List two transport proteins and describe their significance to the organism.
Transferrin is a transport protein that carries iron from the liver to the bone marrow, where it is used to produce the heme group for hemoglobin and myoglobin. Hemoglobin transports oxygen in the blood.
Use examples of specific amino acids to show the variety of weak interactions that maintain tertiary protein structure.
Two polar amino acids, such as serine and threonine, can hydrogen bond to one another via their hydroxyl groups. The hydrophobic amino acids phenylalanine and tryptophan would associate through van der Waals attractions. The positively charged amino acid arginine could form an ionic bridge with the negatively charged amino acid glutamate. Two cysteines can covalently bond to form a disulfide bridge.

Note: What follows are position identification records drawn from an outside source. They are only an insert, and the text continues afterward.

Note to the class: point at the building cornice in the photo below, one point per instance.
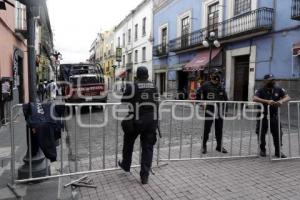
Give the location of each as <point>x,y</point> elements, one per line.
<point>132,13</point>
<point>165,3</point>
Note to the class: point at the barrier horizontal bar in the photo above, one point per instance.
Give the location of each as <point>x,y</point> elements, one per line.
<point>210,158</point>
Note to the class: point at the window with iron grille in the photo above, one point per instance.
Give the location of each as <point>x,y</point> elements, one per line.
<point>213,18</point>
<point>136,32</point>
<point>123,60</point>
<point>129,58</point>
<point>185,29</point>
<point>144,26</point>
<point>124,39</point>
<point>136,56</point>
<point>129,36</point>
<point>241,6</point>
<point>144,54</point>
<point>164,33</point>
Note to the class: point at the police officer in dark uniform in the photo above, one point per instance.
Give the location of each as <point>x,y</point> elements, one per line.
<point>213,91</point>
<point>142,95</point>
<point>273,96</point>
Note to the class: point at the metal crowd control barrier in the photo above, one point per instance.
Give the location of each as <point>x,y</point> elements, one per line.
<point>288,124</point>
<point>183,132</point>
<point>110,143</point>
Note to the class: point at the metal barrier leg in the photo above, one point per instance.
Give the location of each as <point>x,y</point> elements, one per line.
<point>181,132</point>
<point>241,128</point>
<point>202,139</point>
<point>191,140</point>
<point>90,148</point>
<point>117,140</point>
<point>232,132</point>
<point>61,150</point>
<point>213,133</point>
<point>170,133</point>
<point>13,155</point>
<point>76,148</point>
<point>103,149</point>
<point>279,132</point>
<point>269,133</point>
<point>158,151</point>
<point>30,151</point>
<point>250,136</point>
<point>298,109</point>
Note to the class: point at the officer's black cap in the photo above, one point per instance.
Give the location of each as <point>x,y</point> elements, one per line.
<point>142,73</point>
<point>269,77</point>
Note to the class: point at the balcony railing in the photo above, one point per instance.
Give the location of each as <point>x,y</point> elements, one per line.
<point>250,22</point>
<point>160,50</point>
<point>129,65</point>
<point>20,23</point>
<point>296,9</point>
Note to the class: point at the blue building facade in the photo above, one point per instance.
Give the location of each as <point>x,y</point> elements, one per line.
<point>257,37</point>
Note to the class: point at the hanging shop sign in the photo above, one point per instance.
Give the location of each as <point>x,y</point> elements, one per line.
<point>6,89</point>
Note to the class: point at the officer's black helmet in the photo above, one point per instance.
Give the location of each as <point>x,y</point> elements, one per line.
<point>142,73</point>
<point>215,74</point>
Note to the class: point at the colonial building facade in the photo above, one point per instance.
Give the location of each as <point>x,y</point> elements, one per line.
<point>134,36</point>
<point>256,37</point>
<point>13,56</point>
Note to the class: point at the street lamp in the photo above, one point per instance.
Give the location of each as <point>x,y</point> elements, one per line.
<point>114,67</point>
<point>57,56</point>
<point>2,5</point>
<point>210,42</point>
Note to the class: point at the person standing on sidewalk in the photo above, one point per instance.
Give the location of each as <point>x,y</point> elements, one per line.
<point>213,91</point>
<point>141,97</point>
<point>273,96</point>
<point>52,90</point>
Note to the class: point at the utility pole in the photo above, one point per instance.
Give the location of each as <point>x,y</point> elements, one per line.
<point>39,165</point>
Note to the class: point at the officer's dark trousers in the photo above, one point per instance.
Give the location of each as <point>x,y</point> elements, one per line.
<point>218,128</point>
<point>275,130</point>
<point>146,128</point>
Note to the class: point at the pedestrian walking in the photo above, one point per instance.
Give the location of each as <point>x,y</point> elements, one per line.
<point>41,91</point>
<point>273,96</point>
<point>212,90</point>
<point>141,120</point>
<point>52,90</point>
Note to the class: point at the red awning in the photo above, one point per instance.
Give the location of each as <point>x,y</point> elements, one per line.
<point>122,74</point>
<point>200,60</point>
<point>296,49</point>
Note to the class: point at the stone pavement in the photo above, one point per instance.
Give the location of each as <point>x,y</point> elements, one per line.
<point>211,179</point>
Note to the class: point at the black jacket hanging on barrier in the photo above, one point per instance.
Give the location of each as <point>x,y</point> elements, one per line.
<point>44,129</point>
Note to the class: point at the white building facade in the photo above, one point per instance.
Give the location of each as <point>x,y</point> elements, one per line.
<point>134,36</point>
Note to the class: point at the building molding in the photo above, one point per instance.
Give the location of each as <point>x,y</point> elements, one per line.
<point>230,7</point>
<point>161,27</point>
<point>187,13</point>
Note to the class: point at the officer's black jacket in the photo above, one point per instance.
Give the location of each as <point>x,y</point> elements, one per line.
<point>275,94</point>
<point>212,92</point>
<point>143,96</point>
<point>38,116</point>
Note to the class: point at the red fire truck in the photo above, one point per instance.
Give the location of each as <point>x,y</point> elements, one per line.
<point>82,83</point>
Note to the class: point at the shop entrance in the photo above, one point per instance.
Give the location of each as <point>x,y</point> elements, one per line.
<point>241,78</point>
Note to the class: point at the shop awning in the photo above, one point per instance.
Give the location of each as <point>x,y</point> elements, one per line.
<point>296,49</point>
<point>201,60</point>
<point>122,74</point>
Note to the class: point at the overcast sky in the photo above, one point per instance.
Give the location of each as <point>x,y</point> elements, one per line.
<point>75,23</point>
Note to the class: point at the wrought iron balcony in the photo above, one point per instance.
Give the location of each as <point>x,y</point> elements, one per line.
<point>160,50</point>
<point>258,21</point>
<point>129,65</point>
<point>296,9</point>
<point>20,23</point>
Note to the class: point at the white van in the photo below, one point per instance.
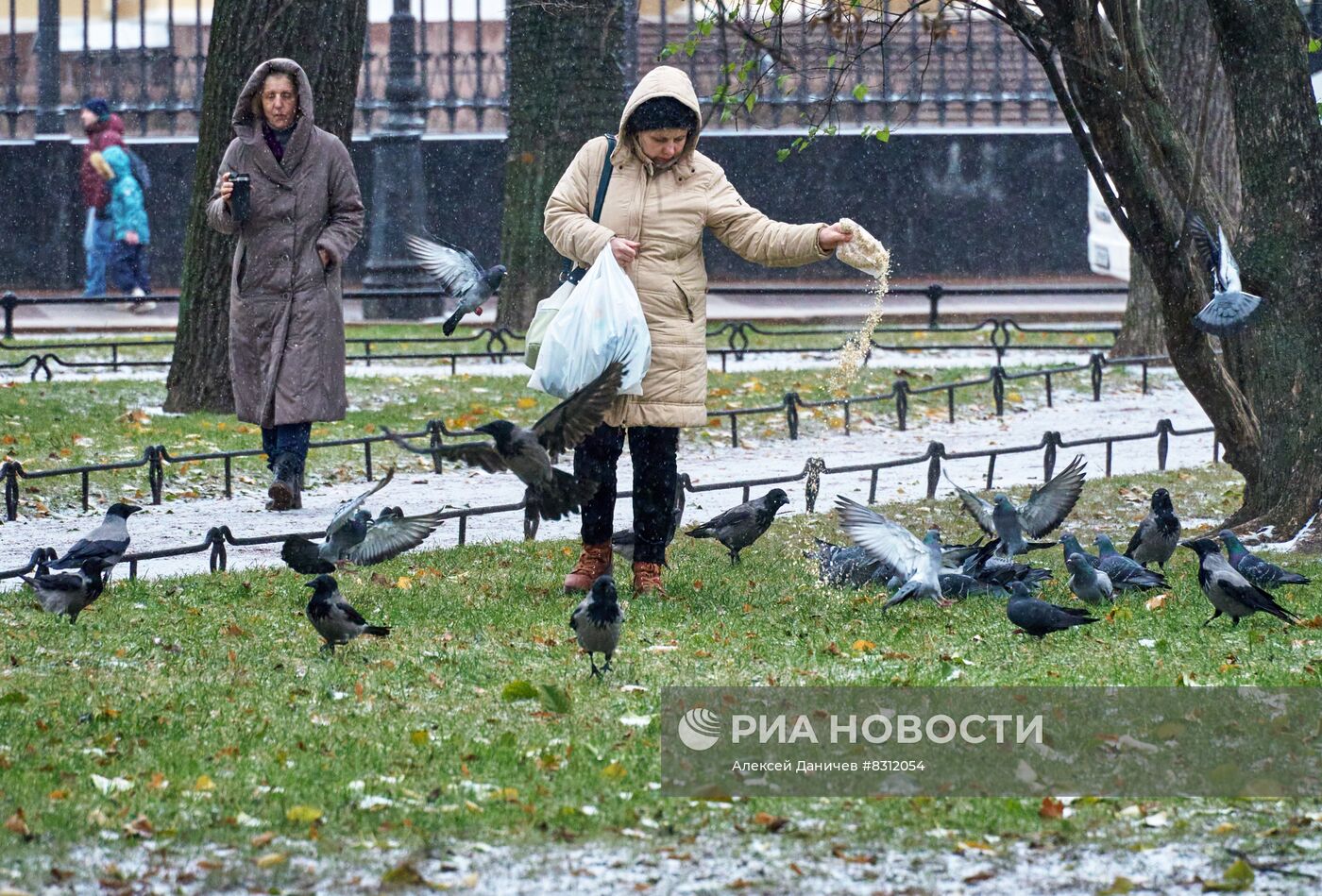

Fibrinogen and prothrombin are both involved in formation of blood clots when they are converted into proteolytic enzymes. However, they are normally found in the blood in an inactive form. Develop an explanation for this observation.
When fibrinogen and prothrombin are found in the blood, they are in their inactive forms because they are proteolytic enzymes. The active enzymes would hydrolyze the peptide bonds of the blood proteins which would destroy the proteins in the blood
What is the difference between sickle cell disease and sickle cell trait?
When individuals have one copy of the sickle cell gene and one copy of the normal gene, they are said to carry the sickle cell trait. These individuals will not suffer serious side effects,but may pass the trait to their offspring. Individuals with two copies of the sickle cell globin gene exhibit all the symptoms of the disease and are said to have sickle cell anemia.
Why does replacement of glutamic acid with valine alter hemoglobin and ultimately result in sickle cell anemia?
When sickle cell hemoglobin (HbS) is deoxygenated, the amino acid valine fits into a hydrophobic pocket on the surface of another HbS molecule. Many such sickle cell hemoglobin molecules polymerize into long rods that cause the red blood cell to sickle. In normal hemoglobin, glutamic acid is found in the place of the valine. This negatively charged amino acid will not "fit" into the hydrophobic pocket.